Since the General Data Protection Regulation (GDPR) came into force on 25 May 2018, HR departments have been at the forefront of compliance. Human resources functions process sensitive personal data daily: CVs, payslips, health data, performance reviews, bank details. Mismanagement exposes the company to penalties of up to 20 million euros or 4% of global turnover (Article 83 of the GDPR). This article presents the key obligations and best practices for securing the processing of employee data throughout the HR cycle.

Fundamental principles applicable to HR data

The GDPR imposes six cardinal principles codified in Article 5: lawfulness, fairness, transparency, purpose limitation, data minimisation, accuracy, storage limitation and integrity/confidentiality. In practice, this means that the HR department can only collect data strictly necessary for a determined purpose. For example, asking for a social security number at the application stage is disproportionate: it is only justified after hiring for the DSN.

The CNIL, via its ruling no. 2019-160 on the personnel management framework, specifies recommended retention periods: 2 years for rejected applications (except with consent), 5 years after departure for the administrative file, 6 years for payslips in the employer version.

Contrary to popular belief, consent is rarely the appropriate legal basis in HR, due to the employment relationship. The more relevant bases are rather the performance of the employment contract (Article 6.1.b), legal obligation (Article 6.1.c) or legitimate interest (Article 6.1.f). For sensitive data (health, trade union), Article 9 requires a specific basis such as an obligation under labour law.

The employer must provide clear information via a GDPR notice given at hiring, update the processing register (Article 30) and consult the Works Council before any new processing affecting employees (Article L.2312-38 of the Labour Code).

Security and employee rights

Technical and organisational security (Article 32) requires: HRIS encryption, access control by profile, traceability of consultations, confidentiality clauses with payroll or recruitment subcontractors (Article 28). In case of breach, notification to the CNIL within 72 hours.

Employees have enhanced rights: access, rectification, erasure (limited by legal retention obligations), portability, opposition. An internal procedure must allow responses within a maximum of one month. Refusal of access to disciplinary files must be legally justified.

Practical examples

Example 1 – Recruitment: A small business has been storing CVs from all candidates in a shared folder for 5 years. Non-compliant: excessive duration, lack of security. Solution: automated purge at 2 years, access restricted to recruiters, GDPR mention in the job advertisement.

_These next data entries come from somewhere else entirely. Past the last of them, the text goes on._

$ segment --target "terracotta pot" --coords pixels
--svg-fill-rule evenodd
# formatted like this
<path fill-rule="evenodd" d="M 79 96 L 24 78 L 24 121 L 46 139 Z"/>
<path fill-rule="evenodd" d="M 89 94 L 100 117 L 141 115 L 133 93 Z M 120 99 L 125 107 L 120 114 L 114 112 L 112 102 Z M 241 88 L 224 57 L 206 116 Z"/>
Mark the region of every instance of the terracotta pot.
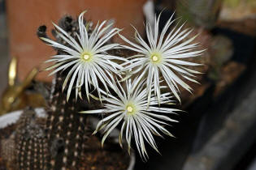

Example 2 – Video surveillance: A logistics warehouse films work stations continuously. Possible sanction (the CNIL sanctioned Amazon France Logistique with 32 million euros in 2024). Solution: limit to sensitive areas, individual notification, Works Council consultation, maximum retention period of one month.

Example 3 – Collaborative tools: The deployment of Microsoft 365 requires an impact analysis (DPIA) if monitoring functions are enabled, as well as a processing agreement clause compliant with the publisher.

Compliance and penalties

In addition to CNIL fines, the employer faces labour court claims for invasion of privacy (Article 9 of the Civil Code, Article L.1121-1 of the Labour Code). The appointment of a DPO is mandatory for entities processing data on a large scale. An annual mapping of HR processing, coupled with manager training, constitutes the best legal and operational protection.

Conclusion

GDPR compliance in HR is not a one-off project but an ongoing process of improvement. Between legal obligations, employee rights and operational performance, HR managers must pilot data governance with rigour. Investing in a compliant HRIS, training teams and documenting each processing transforms regulatory constraint into a driver of employee trust.